One of the most important questions facing telemarketers is whether the calls they make for a campaign are exempt under one or more state do-not-call laws. This exemption question is critical given that an incorrect answer can bring substantial fines and penalties, which in turn can tarnish a telemarketer’s reputation.

The answer to this question is – it depends. With the recent enactment of DNC legislation in Kansas and Vermont, 25 states have DNC lists in place. To answer the exemption question, each state has the DNC law itself, other related statutes and very often a number of implementing regulations and rules that must be reviewed. In addition, many states have separate laws and regulations governing registration procedures for the privilege of conducting telemarketing within the state.

It is important to note that under many state laws, there are two sets of exemptions: telemarketer registration exemptions and DNC list exemptions. Generally, the former set of exemptions predates and is more numerous than the latter.

Registration exemptions are in place to offset existing registration fees many industries have to pay for the privilege of doing business in a particular state. When enacting telemarketer registration laws, the states took this into account and made these industries exempt from yet another set of fees. DNC list exemptions serve a different and more political purpose, representing the collective wisdom of state legislators regarding the merits of different telemarketing calls.

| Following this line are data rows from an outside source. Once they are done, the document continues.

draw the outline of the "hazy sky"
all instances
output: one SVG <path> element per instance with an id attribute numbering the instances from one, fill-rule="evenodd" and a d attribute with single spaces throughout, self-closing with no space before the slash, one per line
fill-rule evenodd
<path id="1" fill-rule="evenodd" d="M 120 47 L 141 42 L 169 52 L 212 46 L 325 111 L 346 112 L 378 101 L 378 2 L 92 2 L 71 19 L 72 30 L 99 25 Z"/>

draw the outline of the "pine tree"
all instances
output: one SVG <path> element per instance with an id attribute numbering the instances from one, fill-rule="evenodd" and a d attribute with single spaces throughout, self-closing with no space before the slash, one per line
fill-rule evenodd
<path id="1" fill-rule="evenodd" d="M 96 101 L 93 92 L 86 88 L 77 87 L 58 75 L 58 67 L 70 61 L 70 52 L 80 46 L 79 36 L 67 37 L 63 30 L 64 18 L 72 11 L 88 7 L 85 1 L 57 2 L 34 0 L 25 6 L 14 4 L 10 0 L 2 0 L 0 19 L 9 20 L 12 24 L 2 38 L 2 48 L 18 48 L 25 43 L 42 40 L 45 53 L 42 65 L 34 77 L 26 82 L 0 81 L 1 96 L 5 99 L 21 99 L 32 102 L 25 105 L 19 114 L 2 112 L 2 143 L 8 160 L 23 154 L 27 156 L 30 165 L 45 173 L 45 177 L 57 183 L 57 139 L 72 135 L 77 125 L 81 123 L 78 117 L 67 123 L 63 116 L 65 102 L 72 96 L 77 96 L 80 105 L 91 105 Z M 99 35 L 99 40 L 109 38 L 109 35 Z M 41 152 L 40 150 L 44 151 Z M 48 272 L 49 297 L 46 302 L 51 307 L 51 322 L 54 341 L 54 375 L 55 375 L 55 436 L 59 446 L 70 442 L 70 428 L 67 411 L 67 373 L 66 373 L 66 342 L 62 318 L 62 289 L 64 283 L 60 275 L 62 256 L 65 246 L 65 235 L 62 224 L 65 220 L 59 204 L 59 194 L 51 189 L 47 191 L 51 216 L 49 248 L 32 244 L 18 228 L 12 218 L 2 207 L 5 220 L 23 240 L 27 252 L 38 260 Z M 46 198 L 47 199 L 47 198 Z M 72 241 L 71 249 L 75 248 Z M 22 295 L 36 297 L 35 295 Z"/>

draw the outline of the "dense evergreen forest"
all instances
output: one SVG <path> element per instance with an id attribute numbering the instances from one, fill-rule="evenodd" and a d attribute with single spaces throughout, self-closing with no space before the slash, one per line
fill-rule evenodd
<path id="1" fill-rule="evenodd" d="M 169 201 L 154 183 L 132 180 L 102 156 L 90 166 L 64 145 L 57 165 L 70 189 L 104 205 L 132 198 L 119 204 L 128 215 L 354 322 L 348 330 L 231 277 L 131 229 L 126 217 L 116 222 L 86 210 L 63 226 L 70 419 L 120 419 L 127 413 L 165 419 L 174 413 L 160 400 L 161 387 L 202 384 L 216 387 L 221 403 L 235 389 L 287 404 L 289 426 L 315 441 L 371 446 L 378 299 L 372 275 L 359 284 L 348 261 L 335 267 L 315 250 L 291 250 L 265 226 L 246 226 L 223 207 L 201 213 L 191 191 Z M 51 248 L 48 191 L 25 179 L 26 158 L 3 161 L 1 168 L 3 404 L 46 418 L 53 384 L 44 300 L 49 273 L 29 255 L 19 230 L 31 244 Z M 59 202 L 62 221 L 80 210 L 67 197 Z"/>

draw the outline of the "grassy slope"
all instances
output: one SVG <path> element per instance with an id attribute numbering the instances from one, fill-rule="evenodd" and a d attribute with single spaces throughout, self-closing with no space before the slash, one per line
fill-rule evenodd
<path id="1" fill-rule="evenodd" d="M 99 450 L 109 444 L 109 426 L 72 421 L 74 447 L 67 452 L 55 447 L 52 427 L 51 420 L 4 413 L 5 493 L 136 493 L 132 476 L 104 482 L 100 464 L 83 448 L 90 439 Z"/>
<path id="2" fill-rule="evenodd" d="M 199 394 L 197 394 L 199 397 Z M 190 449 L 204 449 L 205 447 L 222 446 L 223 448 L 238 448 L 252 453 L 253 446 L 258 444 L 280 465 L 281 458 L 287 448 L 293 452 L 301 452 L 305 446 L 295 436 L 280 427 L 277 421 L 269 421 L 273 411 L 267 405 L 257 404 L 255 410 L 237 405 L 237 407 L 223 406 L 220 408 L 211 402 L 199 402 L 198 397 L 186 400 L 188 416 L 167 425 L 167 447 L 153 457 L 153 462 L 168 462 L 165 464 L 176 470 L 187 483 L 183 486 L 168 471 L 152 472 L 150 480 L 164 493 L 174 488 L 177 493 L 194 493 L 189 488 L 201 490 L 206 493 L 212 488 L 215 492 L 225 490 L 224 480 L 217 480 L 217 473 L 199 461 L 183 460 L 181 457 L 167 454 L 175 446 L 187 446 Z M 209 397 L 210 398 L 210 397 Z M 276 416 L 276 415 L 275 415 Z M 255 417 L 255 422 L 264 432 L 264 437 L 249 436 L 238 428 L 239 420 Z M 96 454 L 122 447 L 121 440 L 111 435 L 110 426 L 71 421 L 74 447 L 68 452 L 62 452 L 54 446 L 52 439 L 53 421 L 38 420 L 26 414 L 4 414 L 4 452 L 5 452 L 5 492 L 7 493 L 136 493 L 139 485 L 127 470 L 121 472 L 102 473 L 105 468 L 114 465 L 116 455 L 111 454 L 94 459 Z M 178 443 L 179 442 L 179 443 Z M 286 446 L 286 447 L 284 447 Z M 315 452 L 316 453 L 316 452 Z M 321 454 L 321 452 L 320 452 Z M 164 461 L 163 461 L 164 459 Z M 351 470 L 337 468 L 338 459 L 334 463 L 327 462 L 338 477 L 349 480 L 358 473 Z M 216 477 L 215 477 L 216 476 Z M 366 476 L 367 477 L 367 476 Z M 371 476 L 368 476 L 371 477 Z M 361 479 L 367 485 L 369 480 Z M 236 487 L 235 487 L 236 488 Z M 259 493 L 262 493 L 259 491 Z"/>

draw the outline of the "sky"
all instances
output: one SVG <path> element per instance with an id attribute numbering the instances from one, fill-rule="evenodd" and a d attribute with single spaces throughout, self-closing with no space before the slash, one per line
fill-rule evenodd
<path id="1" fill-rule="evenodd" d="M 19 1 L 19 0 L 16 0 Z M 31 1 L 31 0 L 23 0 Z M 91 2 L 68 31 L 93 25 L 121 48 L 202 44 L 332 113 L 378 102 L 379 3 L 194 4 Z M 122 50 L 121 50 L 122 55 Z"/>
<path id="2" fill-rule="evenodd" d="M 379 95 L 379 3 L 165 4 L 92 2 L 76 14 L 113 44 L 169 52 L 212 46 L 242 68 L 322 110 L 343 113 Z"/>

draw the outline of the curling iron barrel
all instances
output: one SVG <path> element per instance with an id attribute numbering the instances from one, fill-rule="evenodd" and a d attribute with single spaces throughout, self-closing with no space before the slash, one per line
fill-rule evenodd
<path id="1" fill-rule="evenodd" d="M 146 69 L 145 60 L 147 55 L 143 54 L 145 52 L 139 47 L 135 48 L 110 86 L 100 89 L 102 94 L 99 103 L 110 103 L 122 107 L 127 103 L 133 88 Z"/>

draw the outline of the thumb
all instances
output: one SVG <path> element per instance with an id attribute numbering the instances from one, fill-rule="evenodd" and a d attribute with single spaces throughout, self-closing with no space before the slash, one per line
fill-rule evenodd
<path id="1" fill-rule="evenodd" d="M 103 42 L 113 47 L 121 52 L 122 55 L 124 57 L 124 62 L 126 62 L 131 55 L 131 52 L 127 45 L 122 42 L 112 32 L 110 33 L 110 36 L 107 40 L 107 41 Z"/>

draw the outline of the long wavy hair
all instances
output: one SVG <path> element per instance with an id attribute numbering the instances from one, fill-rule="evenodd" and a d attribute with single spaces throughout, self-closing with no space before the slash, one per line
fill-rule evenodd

After identifying which part of the statute relates specifically to the DNC list (a task made easier by states that have launched DNC information Web sites), a telemarketer needs to look at what exemptions have been expressly identified by the state.

Embedded in the DNC list laws and regulations, however, are definitions of such key terms as “telemarketer” or “telephonic solicitation” or “telemarketing.” Depending upon the interpretation of these definitions, there may be, and most likely are, other exemptions. A number of states list exemptions on their DNC Web sites that do not appear in the DNC statute itself, based upon the regulatory agency’s interpretation of key definitions in the statute. Whether similar “definitional” exemptions exist for other types of calls beyond those already identified by the states is a crucial issue for telemarketers that will be addressed over time.

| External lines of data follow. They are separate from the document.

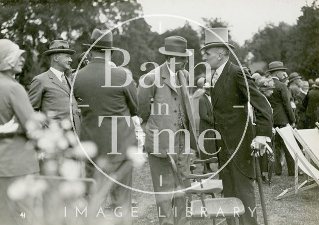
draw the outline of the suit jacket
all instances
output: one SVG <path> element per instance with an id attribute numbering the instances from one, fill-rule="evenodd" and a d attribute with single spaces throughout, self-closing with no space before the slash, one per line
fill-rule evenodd
<path id="1" fill-rule="evenodd" d="M 210 98 L 210 97 L 209 97 Z M 214 128 L 214 117 L 213 115 L 213 107 L 205 95 L 202 95 L 199 98 L 198 104 L 199 112 L 199 133 L 201 133 L 208 129 Z M 207 131 L 205 134 L 205 138 L 215 137 L 215 133 L 212 131 Z M 212 140 L 204 140 L 205 150 L 209 153 L 216 152 L 214 142 Z M 200 158 L 207 159 L 217 155 L 207 155 L 200 151 Z"/>
<path id="2" fill-rule="evenodd" d="M 82 100 L 79 104 L 89 106 L 81 109 L 80 137 L 81 140 L 95 142 L 100 155 L 107 156 L 112 162 L 119 162 L 127 159 L 127 148 L 136 144 L 131 116 L 137 115 L 137 90 L 133 82 L 123 87 L 101 87 L 105 84 L 105 63 L 104 59 L 93 59 L 74 78 L 74 95 Z M 123 69 L 111 67 L 112 86 L 122 86 L 126 78 Z M 130 118 L 128 121 L 124 118 L 118 118 L 117 126 L 112 126 L 111 117 L 104 117 L 102 121 L 99 119 L 101 116 Z M 112 142 L 112 135 L 115 134 L 117 141 Z M 111 152 L 112 144 L 114 144 L 117 145 L 117 152 L 121 154 L 106 155 Z"/>
<path id="3" fill-rule="evenodd" d="M 67 77 L 67 82 L 71 88 L 71 83 Z M 58 120 L 70 119 L 70 93 L 56 76 L 50 70 L 33 78 L 29 90 L 29 98 L 33 109 L 46 114 L 48 111 L 56 113 L 54 118 Z M 80 130 L 80 118 L 76 114 L 77 103 L 72 95 L 72 113 L 75 129 Z"/>
<path id="4" fill-rule="evenodd" d="M 157 74 L 157 70 L 159 70 L 159 74 Z M 162 87 L 158 87 L 154 84 L 156 75 L 160 76 L 160 83 Z M 190 136 L 190 147 L 197 150 L 196 141 L 196 128 L 195 121 L 192 112 L 189 95 L 186 88 L 189 78 L 188 72 L 184 70 L 179 71 L 177 76 L 180 79 L 180 85 L 182 87 L 181 92 L 182 101 L 184 103 L 186 113 L 188 118 L 188 125 Z M 170 82 L 170 75 L 168 71 L 166 62 L 162 64 L 159 68 L 150 72 L 141 77 L 141 81 L 143 80 L 144 83 L 151 87 L 146 88 L 141 85 L 138 90 L 139 109 L 139 115 L 143 119 L 142 127 L 146 133 L 145 148 L 150 153 L 154 150 L 154 133 L 152 129 L 157 129 L 159 132 L 164 129 L 168 129 L 175 132 L 180 129 L 180 124 L 178 124 L 178 104 L 177 101 L 178 94 L 175 88 L 172 86 Z M 152 103 L 153 102 L 153 103 Z M 155 113 L 151 114 L 151 104 L 154 107 Z M 168 113 L 166 113 L 164 107 L 161 105 L 168 105 Z M 158 112 L 161 110 L 162 113 L 159 114 Z M 181 131 L 180 131 L 181 132 Z M 155 155 L 159 157 L 166 157 L 166 151 L 169 148 L 169 136 L 167 132 L 163 132 L 159 137 L 158 143 L 160 155 Z"/>
<path id="5" fill-rule="evenodd" d="M 276 79 L 274 79 L 274 93 L 268 98 L 273 110 L 274 124 L 286 125 L 296 122 L 294 111 L 289 99 L 288 89 L 286 85 Z"/>
<path id="6" fill-rule="evenodd" d="M 221 135 L 221 140 L 217 141 L 216 149 L 219 148 L 218 143 L 222 142 L 226 149 L 221 149 L 221 151 L 226 152 L 224 151 L 221 154 L 227 155 L 229 158 L 238 148 L 233 158 L 235 164 L 243 174 L 254 177 L 250 144 L 255 135 L 271 136 L 271 108 L 251 78 L 248 75 L 246 77 L 249 95 L 240 68 L 228 61 L 215 87 L 211 89 L 210 96 L 214 127 Z M 250 104 L 255 109 L 256 123 L 255 132 L 248 114 L 249 96 Z M 236 106 L 241 107 L 234 107 Z M 246 124 L 248 117 L 249 120 Z M 239 145 L 242 138 L 242 141 Z M 219 154 L 219 156 L 221 154 Z"/>
<path id="7" fill-rule="evenodd" d="M 18 134 L 0 137 L 0 177 L 12 177 L 39 172 L 35 150 L 25 143 L 25 122 L 33 110 L 23 87 L 11 77 L 0 74 L 0 124 L 14 116 Z"/>

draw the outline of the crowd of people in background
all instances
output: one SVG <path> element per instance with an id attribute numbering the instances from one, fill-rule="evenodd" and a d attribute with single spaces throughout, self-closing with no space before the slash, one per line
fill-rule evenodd
<path id="1" fill-rule="evenodd" d="M 221 42 L 212 30 L 222 36 L 225 42 Z M 92 32 L 91 42 L 97 40 L 105 31 L 95 29 Z M 271 142 L 275 152 L 276 174 L 282 175 L 284 157 L 288 175 L 294 175 L 294 160 L 274 128 L 282 127 L 288 123 L 301 129 L 315 126 L 315 122 L 319 120 L 319 78 L 315 81 L 312 79 L 306 81 L 296 72 L 288 75 L 286 72 L 288 68 L 279 61 L 270 62 L 266 72 L 259 69 L 251 73 L 248 68 L 240 68 L 229 60 L 227 48 L 234 48 L 234 46 L 228 42 L 228 32 L 225 28 L 205 31 L 205 45 L 201 50 L 204 52 L 203 61 L 211 66 L 212 79 L 206 80 L 206 76 L 199 77 L 197 80 L 197 90 L 192 94 L 186 88 L 189 74 L 185 69 L 187 57 L 192 53 L 187 49 L 187 41 L 182 37 L 173 36 L 165 38 L 164 46 L 159 49 L 164 58 L 159 67 L 159 74 L 163 78 L 160 80 L 161 88 L 153 85 L 156 80 L 154 71 L 142 76 L 140 85 L 136 88 L 133 82 L 125 87 L 121 86 L 126 81 L 127 74 L 110 62 L 110 59 L 106 58 L 102 50 L 115 48 L 112 46 L 112 33 L 108 33 L 97 41 L 87 57 L 83 58 L 83 53 L 77 59 L 79 63 L 82 61 L 82 63 L 76 75 L 74 94 L 71 93 L 71 90 L 75 71 L 71 68 L 70 64 L 75 51 L 67 41 L 56 40 L 51 42 L 49 49 L 44 52 L 50 61 L 50 68 L 34 77 L 27 94 L 14 79 L 14 74 L 22 69 L 23 51 L 8 40 L 0 40 L 0 124 L 4 124 L 15 117 L 21 125 L 16 133 L 0 136 L 0 208 L 1 212 L 3 209 L 8 210 L 4 214 L 1 213 L 8 224 L 16 222 L 15 207 L 32 208 L 30 202 L 13 205 L 5 193 L 12 179 L 39 172 L 34 151 L 22 150 L 23 144 L 26 140 L 24 126 L 33 110 L 44 113 L 55 112 L 53 116 L 57 120 L 69 118 L 72 113 L 74 131 L 79 134 L 80 139 L 94 140 L 99 148 L 99 156 L 107 158 L 110 164 L 102 166 L 106 173 L 120 171 L 125 165 L 126 169 L 123 170 L 125 171 L 119 181 L 128 186 L 132 186 L 132 165 L 125 153 L 130 145 L 137 142 L 135 130 L 143 130 L 146 133 L 144 147 L 148 155 L 154 188 L 160 192 L 173 191 L 174 184 L 166 156 L 170 143 L 168 134 L 160 136 L 160 140 L 157 140 L 161 156 L 151 154 L 156 142 L 153 136 L 155 129 L 170 129 L 174 132 L 180 129 L 188 130 L 190 148 L 195 150 L 197 157 L 207 159 L 212 156 L 218 156 L 218 166 L 221 167 L 235 151 L 241 137 L 239 133 L 249 113 L 250 123 L 244 140 L 236 156 L 221 172 L 220 177 L 223 181 L 224 196 L 238 197 L 244 203 L 246 213 L 241 217 L 241 223 L 257 224 L 256 212 L 251 217 L 248 208 L 253 209 L 256 206 L 253 183 L 254 169 L 249 156 L 251 144 L 257 143 L 257 148 L 262 148 L 266 142 Z M 89 46 L 91 44 L 84 45 Z M 175 61 L 172 61 L 172 58 Z M 172 62 L 175 64 L 173 71 L 170 65 Z M 112 85 L 117 87 L 101 88 L 101 84 L 105 83 L 105 63 L 109 63 L 111 67 Z M 249 98 L 244 76 L 249 88 L 250 103 L 248 102 Z M 177 87 L 171 85 L 171 81 L 174 81 Z M 141 82 L 147 85 L 146 87 L 141 85 Z M 71 106 L 70 98 L 73 98 Z M 161 109 L 161 106 L 165 104 L 167 108 Z M 244 107 L 242 110 L 239 110 L 233 107 L 234 104 Z M 80 105 L 89 107 L 80 110 Z M 155 108 L 151 108 L 151 106 Z M 161 110 L 168 113 L 161 114 Z M 152 111 L 158 113 L 154 113 Z M 98 125 L 97 116 L 101 115 L 104 117 L 99 118 Z M 109 116 L 112 115 L 129 116 L 133 121 L 130 125 L 127 121 L 119 119 L 118 139 L 114 144 L 117 152 L 123 153 L 121 155 L 107 155 L 115 151 L 112 143 L 114 134 L 111 129 L 113 121 Z M 136 118 L 138 115 L 142 119 L 141 124 Z M 212 140 L 216 133 L 209 130 L 205 135 L 207 139 L 204 142 L 205 150 L 200 150 L 196 140 L 200 133 L 209 129 L 218 130 L 223 139 Z M 137 137 L 138 139 L 140 138 L 141 136 Z M 173 148 L 177 154 L 174 156 L 174 160 L 182 175 L 186 176 L 189 172 L 190 161 L 189 155 L 182 154 L 187 147 L 184 144 L 185 134 L 178 133 L 174 138 Z M 18 150 L 21 152 L 18 157 Z M 21 157 L 23 160 L 19 159 Z M 266 177 L 267 160 L 261 157 L 261 162 L 263 181 L 270 182 Z M 91 198 L 98 200 L 98 205 L 102 204 L 106 198 L 103 195 L 105 193 L 103 194 L 103 185 L 108 179 L 97 170 L 92 172 L 94 169 L 92 165 L 87 166 L 91 167 L 91 172 L 87 174 L 97 182 Z M 216 171 L 217 166 L 211 168 L 207 163 L 205 166 L 207 172 L 212 172 Z M 159 178 L 163 173 L 164 176 L 160 183 Z M 113 204 L 115 207 L 123 207 L 125 215 L 116 222 L 119 224 L 132 223 L 129 211 L 132 207 L 131 195 L 131 190 L 120 185 L 115 185 L 112 190 Z M 186 223 L 182 213 L 178 214 L 177 219 L 176 215 L 172 214 L 173 205 L 177 205 L 179 209 L 185 207 L 181 205 L 178 198 L 173 195 L 156 195 L 160 224 Z M 11 207 L 7 207 L 7 205 Z"/>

Finally, the exemptions themselves may have a definitional component as well, which may restrict the applicability of the exemption. For example, most states have expressly exempted calls made to people who have a business relationship with the company responsible for the calls. However, a telemarketer needs to look at how a particular state defines the term “business relationship.” The telemarketer also must consider the length of time the state allows between the last transaction with a customer and when the call is being made. For example, a call made to a prior customer who made a purchase 12 months before the call would be exempt in Arkansas, but not in Louisiana.

The sheer number of exemptions, along with associated definitional complexities, can make for treacherous telemarketing waters. Correct navigation, involving a careful review of all pertinent laws and regulations as well as the advice of counsel, will let telemarketers avoid the many compliance pitfalls in today’s DNC regulatory environment.